体は重く、息苦しさもあった。頭も痛いし、なんだか喉も痛い。風邪?熱でも、あるのだろうか。
眠ったときのことは、全く記憶になかった。
私、一体どれくらい眠って…
なんだか言えなくて言葉に詰まっていると、それを察したのか、お母さんの口が開いた。
「っ翠、あのね、翠が眠ってからね、」
お母さんの深呼吸で、次に来るであろう衝撃に構えた。
「1週間経ったのよ…」
「……え、なんて?」
聞き間違いかと思い聞き返した。すると、お母さんの頬にもっとシワが寄っていく。
そんなお母さんを見ていられなくなって、私は聞き返すのを後悔し、黙って下を向いた。
「翠は、1週間も目覚めなかった。どんなに声をかけても雑巾の水をぶっかけてもね…何しても、翠の瞼は開かなかったよ……」
「ごめん、ごめんお母さん」
そう言うしかなかった。

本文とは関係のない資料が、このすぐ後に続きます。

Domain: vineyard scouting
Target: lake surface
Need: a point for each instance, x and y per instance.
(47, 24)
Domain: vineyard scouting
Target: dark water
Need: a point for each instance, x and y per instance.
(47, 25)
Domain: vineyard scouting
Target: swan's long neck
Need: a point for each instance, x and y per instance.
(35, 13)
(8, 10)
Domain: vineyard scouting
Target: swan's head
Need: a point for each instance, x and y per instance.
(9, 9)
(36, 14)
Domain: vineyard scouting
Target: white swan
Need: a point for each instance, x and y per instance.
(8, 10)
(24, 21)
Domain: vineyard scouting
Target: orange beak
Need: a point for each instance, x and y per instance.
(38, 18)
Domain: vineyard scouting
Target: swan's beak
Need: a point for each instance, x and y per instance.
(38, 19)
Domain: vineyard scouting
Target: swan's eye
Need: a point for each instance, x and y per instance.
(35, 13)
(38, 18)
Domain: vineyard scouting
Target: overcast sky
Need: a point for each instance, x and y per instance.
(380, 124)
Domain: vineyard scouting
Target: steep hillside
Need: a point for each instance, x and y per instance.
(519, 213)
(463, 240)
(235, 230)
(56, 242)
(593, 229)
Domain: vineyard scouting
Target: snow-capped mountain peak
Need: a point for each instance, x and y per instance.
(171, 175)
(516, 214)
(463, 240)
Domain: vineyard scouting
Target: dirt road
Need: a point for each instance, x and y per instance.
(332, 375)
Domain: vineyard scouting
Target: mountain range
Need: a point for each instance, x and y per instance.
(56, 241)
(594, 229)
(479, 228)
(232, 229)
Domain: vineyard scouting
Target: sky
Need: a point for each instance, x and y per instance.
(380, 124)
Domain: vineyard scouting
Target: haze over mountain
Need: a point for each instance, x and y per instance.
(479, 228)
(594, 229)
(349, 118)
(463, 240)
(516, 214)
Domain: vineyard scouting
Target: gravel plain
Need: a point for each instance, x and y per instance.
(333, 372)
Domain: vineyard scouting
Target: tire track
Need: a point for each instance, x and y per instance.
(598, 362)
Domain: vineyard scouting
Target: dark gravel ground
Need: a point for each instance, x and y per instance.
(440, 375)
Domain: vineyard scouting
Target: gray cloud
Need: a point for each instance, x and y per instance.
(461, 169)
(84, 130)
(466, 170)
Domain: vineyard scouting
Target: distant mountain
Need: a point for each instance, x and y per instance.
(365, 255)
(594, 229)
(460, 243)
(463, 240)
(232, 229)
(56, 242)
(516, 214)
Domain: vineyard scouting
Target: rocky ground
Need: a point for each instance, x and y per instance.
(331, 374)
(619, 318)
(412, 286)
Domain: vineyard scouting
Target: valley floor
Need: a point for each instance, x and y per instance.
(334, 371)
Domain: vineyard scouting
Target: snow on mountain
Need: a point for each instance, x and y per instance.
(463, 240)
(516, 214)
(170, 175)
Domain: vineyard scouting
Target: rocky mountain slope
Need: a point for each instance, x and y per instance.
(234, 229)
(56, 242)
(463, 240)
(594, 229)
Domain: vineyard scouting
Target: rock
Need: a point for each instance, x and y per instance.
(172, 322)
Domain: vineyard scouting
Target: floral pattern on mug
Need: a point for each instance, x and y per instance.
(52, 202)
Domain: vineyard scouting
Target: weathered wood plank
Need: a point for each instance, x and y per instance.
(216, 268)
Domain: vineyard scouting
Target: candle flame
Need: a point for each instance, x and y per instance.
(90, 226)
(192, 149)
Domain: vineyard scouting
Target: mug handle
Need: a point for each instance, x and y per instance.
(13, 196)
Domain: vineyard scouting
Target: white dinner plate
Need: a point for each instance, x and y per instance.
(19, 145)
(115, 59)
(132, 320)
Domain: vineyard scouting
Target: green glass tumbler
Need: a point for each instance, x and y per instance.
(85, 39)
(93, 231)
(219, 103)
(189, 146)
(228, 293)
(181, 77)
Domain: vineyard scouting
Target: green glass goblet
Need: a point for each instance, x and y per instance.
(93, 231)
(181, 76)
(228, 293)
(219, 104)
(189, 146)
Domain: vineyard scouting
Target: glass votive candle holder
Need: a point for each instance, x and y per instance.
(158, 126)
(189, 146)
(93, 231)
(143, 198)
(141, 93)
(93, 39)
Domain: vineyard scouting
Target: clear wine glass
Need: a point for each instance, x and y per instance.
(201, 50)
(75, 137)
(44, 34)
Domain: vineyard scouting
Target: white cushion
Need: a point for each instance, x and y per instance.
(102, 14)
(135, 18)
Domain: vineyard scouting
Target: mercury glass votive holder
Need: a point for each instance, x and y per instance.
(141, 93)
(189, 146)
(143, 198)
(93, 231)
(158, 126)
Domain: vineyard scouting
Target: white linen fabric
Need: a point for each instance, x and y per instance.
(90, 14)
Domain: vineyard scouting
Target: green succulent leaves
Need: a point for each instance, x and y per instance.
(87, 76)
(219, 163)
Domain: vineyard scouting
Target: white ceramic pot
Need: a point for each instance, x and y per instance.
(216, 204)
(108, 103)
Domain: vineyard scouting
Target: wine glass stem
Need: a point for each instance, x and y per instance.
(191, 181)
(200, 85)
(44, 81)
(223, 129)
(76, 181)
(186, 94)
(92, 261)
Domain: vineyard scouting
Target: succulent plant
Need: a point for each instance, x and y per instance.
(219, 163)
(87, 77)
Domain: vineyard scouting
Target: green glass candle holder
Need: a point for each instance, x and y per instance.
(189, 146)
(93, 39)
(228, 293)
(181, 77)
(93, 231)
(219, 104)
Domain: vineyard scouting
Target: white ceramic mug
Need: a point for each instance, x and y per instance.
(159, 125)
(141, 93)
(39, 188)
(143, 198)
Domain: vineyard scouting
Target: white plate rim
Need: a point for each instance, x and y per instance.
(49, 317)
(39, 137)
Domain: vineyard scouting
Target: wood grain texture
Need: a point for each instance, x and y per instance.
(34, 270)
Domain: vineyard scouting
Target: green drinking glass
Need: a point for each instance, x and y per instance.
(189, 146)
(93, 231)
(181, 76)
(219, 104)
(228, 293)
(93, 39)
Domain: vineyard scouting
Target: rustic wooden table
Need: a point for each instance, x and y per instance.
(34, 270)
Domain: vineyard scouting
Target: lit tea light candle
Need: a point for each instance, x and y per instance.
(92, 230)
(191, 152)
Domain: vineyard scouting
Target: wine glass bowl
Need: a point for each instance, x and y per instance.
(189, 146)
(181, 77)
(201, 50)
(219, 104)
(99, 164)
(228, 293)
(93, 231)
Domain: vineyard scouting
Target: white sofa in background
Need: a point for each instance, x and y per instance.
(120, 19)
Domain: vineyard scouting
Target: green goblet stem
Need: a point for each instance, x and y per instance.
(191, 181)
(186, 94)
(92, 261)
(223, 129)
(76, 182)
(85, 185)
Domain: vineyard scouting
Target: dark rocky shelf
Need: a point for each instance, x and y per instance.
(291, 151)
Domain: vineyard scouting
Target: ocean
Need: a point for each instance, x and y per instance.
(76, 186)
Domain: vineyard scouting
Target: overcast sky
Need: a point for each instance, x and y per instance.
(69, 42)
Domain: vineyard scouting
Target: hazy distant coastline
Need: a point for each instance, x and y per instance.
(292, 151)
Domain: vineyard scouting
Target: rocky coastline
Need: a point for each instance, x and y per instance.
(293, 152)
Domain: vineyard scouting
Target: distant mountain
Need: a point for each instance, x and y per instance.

出来るだけ安心してもらえるように笑みを心がけた。
「でも、よかった。翠が起きてくれて、本当に、よかった…」
よかった、と何度も繰り返し、お母さんの目からは一筋の涙が流れ落ちていった。
私は、1週間、7日間もの時間眠っていた。
こんなに長く眠ることは、初めてだった。
眠る間は、汗も出ず排便もなく食べ物もいらない。体の成長が止まることもないらしく、絶対に死ぬことはない。
正体不明の病気といえど、そこまで危険なものではないと医者はお母さんに話していた。